Quase não havia contato com as pessoas, apenas as via de longe ao ir e voltar do trabalho, pois enquanto elas despertavam, ele descansava.

Era um homem de poucos amigos, na realidade apenas três: Jacob, Sara e Kailo. Sempre foram inseparáveis desde o maternal.

Sua vida era pacata, para não dizer inexistente, pouca coisa o perturbava. Uma delas era um grupo de jovens que todas as noites passavam varias vezes pela rodovia dirigindo em alta velocidade e muitas vezes paravam em frente ao portão da escola, aos gritos desconexos e atitudes hostis. Quase sempre chamando o vigia para a rua. Thomas nunca saiu, mas não achava nada de estranho, pois trabalhara a muito tempo, com certeza o conheciam e também jovens bêbados fazem bobagens, pensava ele.

Atitudes que Thomas repudiava, afinal o faziam lembrar de um fato trágico de sua juventude. Sofrera aos vinte e quatro anos um grave acidente de carro, onde estavam seus três fieis companheiros da vida Sara, Jacob e Kailo.Thomas nunca se recuperou emocionalmente, um capotamento violento com colisão no muro desta mesma escola. Na época em que fora construída. Ouvira muitas vezes sua mãe sentada no sofá da sala olhando para o nada, repetir:

- Meu Deus e se fosse de dia? Quantas crianças morreriam?

O pobre homem sentia-se pior e mais culpado. Não era capaz de dizer nada à sua velha mãe. Mesmo assim seus queridos amigos nunca o abandonaram, visitavam-no quase que diariamente todos esses anos. Apesar dele próprio ter certeza de que era o responsável. Todos estavam bêbados na fatídica noite, mas ele considerava-se mais imprudente, dirigia embriagado e em alta velocidade.

Sua mãe Eva entrou em depressão, e morreu dois anos depois do fato, outra culpa que seu filho carregava, tanto que nem ao menos conseguiu ir ao seu funeral. Foi em um cemitério a alguns metros de sua residência, um caminho que preferia desviar ao ir para o serviço.

Porém aproximava-se o aniversário de morte de Eva.

- Será que terei coragem! Sou um fraco, mas tenho que superar essa dor, não tenho mais vida! Tenho muitas saudades suas, mãezinha.

Foi então que naquela noite, antes de sua ida à escola, resolveu enfrentar seus monstros, sua realidade.

Os três amigos, como fieis escudeiros o acompanhavam em silencio, respeitando suas aflições.
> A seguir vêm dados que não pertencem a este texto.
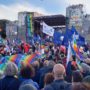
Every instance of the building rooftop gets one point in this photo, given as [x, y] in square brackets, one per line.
[52, 20]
Jamais o deixariam sozinho.

Em frente ao pequeno cemitério, parou por um instante, sua mente girava, estava nauseado, suas mão tremulas e gélidas denunciavam a importância do momento. Ainda assim seguiu em frente.

Estava lá, a lápide de Eva . Aos prantos o filho quase sem conseguir falar, dizia:

- Mãezinha amada, me perdoe por ter sido um mau filho, ter causado tanto desgosto por causa do acidente, meu comportamento e por não ter conseguido lhe ajudar em sua doença. Perdoe-me, por favor! Eu lhe imploro!

E no auge de seu desespero e soluços, Thomas cai de joelhos e ao levantar um pouco os olhos enxerga logo à esquerda do túmulo de Eva, uma outra lápide e por um momento começa a lê-la:

“ Meu amado filho, sonho com você todos os dias

como se ainda estivesse aqui comigo. Perdoe-me por trabalhar demais e não ter lhe dado a atenção que precisava. Desejo que você encontre seu caminho. Minha vida acabou junto com a sua e de seus amigos no dia daquele acidente.”

Eva Linson

Confuso, desesperado, com um pavor na espinha que o arrepiava todo o corpo, Thomas olha para seus amigos como quem busca alguma explicação. Até que Sara aponta mais acima da lápide entre os arbustos.

Thomas levanta-se devagar e com a mão direita, encharcada de tanto medo, afasta os galhos e consegue ver o rosto de um jovem na foto extremamente familiar.

- Oh meu Deus, oh meu Deus! Não é possível, sou eu? Gritava Thomas como alguém que agora sim entendia tudo.

E logo abaixo os dizeres:

“ Aqui jaz meu amado filho , Thomas Linson – 1963/1985.”